The decision became a family one. Booth and his wife, Ashley, had three young children. Australia sounded like an adventure.

“I asked my daughter and my son, ‘Would you guys want to go to Australia?’” Booth said. “They go, ‘Wow, that’d be cool.’”

What followed was unlike anything Booth had experienced in hockey.

Two practices a week, mostly at night, sometimes starting as late as 9:15 PM. Some rinks without glass. Public skating dominating ice availability.

“You couldn’t go into the rink until an hour and a half before the game,” Booth said. “They’d have public skating all day. You’d have like 200 people on the ice every day.”

The business model fascinated him. Ice time was precious. Public skating paid the bills. Hockey adapted around it.

“All the guys have jobs, too,” Booth said. “They go to a 9-to-5 (job), so they can't really cut work for practice.”

On the ice, 40-year-old Booth dominated. Sixty-four points in 14 games. Yes, you read that right: 64 points (34 goals, 30 assists) in fourteen regular-season games. The numbers look cartoonish. He insists they did not come easily.

“I was genuinely nervous,” he said. “I was like, I'm sure there's a lot of pressure on me coming over there. And I don't care what league you play -- it's hard to put up points. There were some good teams. It's not like you just go down (the ice) and shoot and score.”

He played enormous minutes, skating on three lines. Constant involvement. But the environment suited him. And so did the lifestyle.

Melbourne’s medical support surprised him most.

“We had one of the best physios I’ve ever had in my entire career,” Booth said, praising Luke Fuller of ‘A Sports Clinic.’ “These guys were brilliant. NHL teams would be thrilled to have them. Fuller is based out of Australia, but he worked with guys like (tennis stars) Rafael Nadal and Roger Federer, went to Wimbledon to help them every year. I was just blown away that a guy like him was helping out our team.”

The season ended with a championship. The coach cried. To Booth, it all mattered deeply.

“Next to Jacques Martin in Florida, my Australian coach, Kerry Goulet, was the best coach I ever had,” Booth said.

This is the through line of Booth’s post-NHL life. Norway. Germany. Hungary. Australia. Scotland. He arrives for short windows, gives teams a jolt, then leaves before the grind turns sour.

“I think I’ve learned I can provide a boost,” Booth said. “Just as it starts to feel like you live on the bus, the season’s over. (These shorter stints) is what helps me to be able to still play and enjoy it.”

* * *

For all the travel and novelty, Booth is clear about what matters most now.

“It’s not really the money,” he said. “Does my family want to do it?
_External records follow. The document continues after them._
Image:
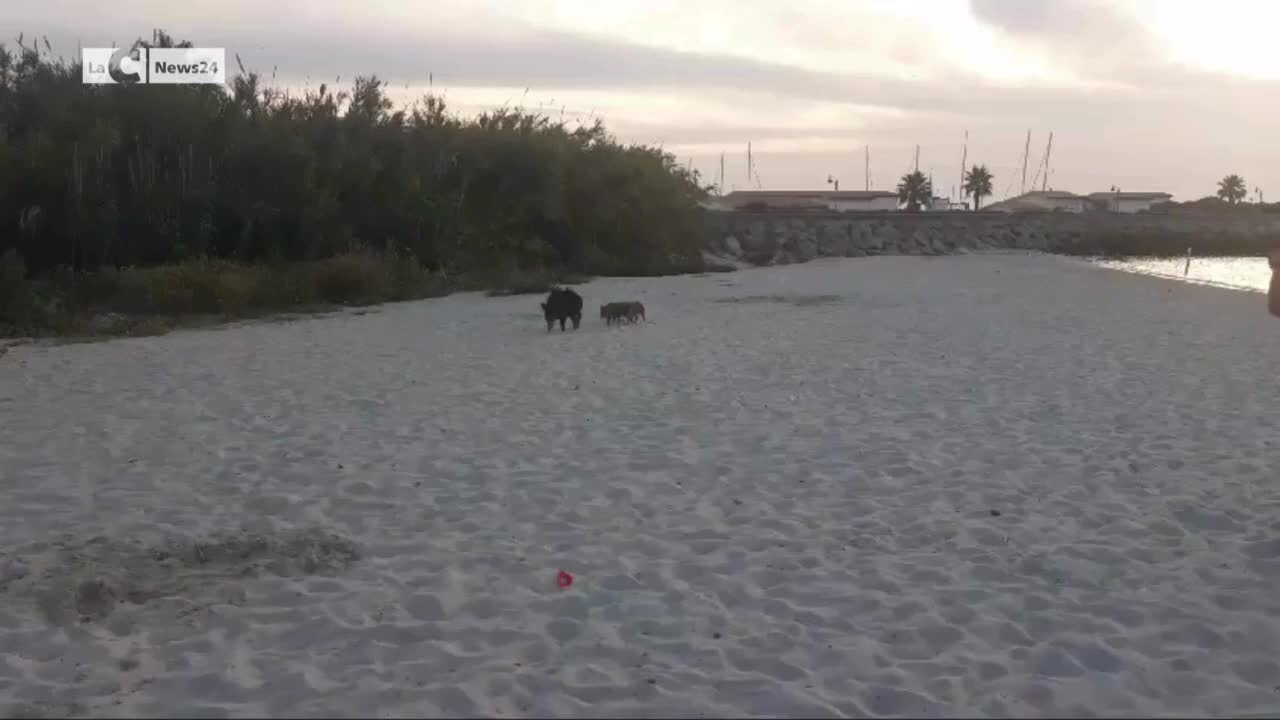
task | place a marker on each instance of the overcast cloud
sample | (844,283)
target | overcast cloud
(1148,95)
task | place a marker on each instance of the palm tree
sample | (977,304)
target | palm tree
(977,182)
(915,191)
(1232,188)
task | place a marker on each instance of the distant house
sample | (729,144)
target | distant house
(945,204)
(1042,201)
(1127,201)
(817,200)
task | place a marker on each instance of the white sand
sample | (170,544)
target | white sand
(771,509)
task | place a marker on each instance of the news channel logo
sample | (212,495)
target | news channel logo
(154,65)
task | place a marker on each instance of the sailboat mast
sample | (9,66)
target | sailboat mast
(1047,151)
(1025,153)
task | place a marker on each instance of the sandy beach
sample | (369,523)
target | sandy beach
(983,484)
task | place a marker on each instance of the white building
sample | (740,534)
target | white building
(1042,201)
(816,200)
(1128,201)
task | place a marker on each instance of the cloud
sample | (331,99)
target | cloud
(808,81)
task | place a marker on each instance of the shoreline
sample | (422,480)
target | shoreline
(983,484)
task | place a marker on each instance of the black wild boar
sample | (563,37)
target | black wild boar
(561,305)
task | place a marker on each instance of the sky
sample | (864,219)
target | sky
(1143,95)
We’ve enjoyed these trips so much. We grow as a family.”

His oldest daughter Ellarose is 5, son Blaise is 3, and daughter Honeybelle is nine months. Homeschooling is the plan, at least for now. Flexibility remains the point.
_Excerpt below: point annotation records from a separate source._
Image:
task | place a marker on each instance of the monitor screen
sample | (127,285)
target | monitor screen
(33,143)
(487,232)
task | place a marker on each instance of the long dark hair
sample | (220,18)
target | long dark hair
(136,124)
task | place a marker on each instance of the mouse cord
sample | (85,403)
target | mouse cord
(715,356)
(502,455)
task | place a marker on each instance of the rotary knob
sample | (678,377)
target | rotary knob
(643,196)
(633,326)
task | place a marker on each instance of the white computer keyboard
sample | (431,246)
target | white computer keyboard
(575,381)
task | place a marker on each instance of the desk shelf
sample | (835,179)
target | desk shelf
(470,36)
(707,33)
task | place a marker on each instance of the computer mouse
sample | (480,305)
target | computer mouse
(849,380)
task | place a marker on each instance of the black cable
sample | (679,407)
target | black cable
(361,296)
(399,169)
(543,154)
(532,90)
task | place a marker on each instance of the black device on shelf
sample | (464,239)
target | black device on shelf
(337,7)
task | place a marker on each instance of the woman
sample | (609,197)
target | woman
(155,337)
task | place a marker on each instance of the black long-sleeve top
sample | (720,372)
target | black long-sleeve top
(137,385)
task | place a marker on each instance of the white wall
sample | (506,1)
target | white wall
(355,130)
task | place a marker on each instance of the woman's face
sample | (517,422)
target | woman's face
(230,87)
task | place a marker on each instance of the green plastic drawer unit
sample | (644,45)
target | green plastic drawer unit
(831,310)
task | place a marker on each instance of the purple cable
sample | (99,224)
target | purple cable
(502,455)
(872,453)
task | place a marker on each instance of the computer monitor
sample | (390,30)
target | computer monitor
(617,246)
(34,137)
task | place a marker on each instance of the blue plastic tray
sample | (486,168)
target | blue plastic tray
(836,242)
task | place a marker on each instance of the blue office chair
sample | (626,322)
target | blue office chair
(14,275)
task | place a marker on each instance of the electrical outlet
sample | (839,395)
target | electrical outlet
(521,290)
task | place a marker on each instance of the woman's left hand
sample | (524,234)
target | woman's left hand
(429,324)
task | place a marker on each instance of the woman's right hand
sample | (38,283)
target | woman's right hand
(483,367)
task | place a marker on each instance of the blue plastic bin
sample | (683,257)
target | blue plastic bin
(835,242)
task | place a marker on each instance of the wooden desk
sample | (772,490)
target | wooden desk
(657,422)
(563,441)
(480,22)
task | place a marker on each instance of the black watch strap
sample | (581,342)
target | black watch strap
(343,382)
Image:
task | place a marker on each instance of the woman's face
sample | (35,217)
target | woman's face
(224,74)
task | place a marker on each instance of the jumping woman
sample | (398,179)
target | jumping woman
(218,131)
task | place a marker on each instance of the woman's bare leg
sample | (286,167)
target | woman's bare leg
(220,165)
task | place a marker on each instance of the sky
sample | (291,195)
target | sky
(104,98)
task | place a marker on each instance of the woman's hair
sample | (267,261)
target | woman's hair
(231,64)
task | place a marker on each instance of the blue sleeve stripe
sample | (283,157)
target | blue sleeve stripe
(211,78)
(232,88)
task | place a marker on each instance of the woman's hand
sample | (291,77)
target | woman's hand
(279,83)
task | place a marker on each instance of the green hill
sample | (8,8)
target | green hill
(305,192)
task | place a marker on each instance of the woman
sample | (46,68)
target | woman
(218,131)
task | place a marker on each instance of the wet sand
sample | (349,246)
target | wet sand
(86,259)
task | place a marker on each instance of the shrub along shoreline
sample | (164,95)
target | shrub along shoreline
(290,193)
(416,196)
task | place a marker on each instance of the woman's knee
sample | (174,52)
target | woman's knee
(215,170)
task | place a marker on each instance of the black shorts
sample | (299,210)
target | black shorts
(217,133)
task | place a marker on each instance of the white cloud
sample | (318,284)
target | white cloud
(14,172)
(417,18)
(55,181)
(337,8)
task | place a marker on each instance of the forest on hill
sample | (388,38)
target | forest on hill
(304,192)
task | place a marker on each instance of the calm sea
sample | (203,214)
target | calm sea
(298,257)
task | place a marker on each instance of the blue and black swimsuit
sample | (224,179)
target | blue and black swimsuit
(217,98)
Booth also measures success differently. Championships in Germany, Hungary and Australia still matter. So do contributions in the locker room. But when asked what he is most proud of since leaving the NHL, his answer shifted.

“I was thinking in particular about what my greatest accomplishment was since I’ve been overseas,” Booth said. “And I think the thing I am most proud of or cherish the most is when I asked my teams in Storhamar (Norway) and in Regensburg and in Budapest if they would like to join a little chapel or bible study that I would run after practice one day, and all three times the entire team stayed to listen.

“That is pretty incredible considering all the different world views these teammates have. But they respected the ask and showed up. I will always remember those moments. More than any game I played.”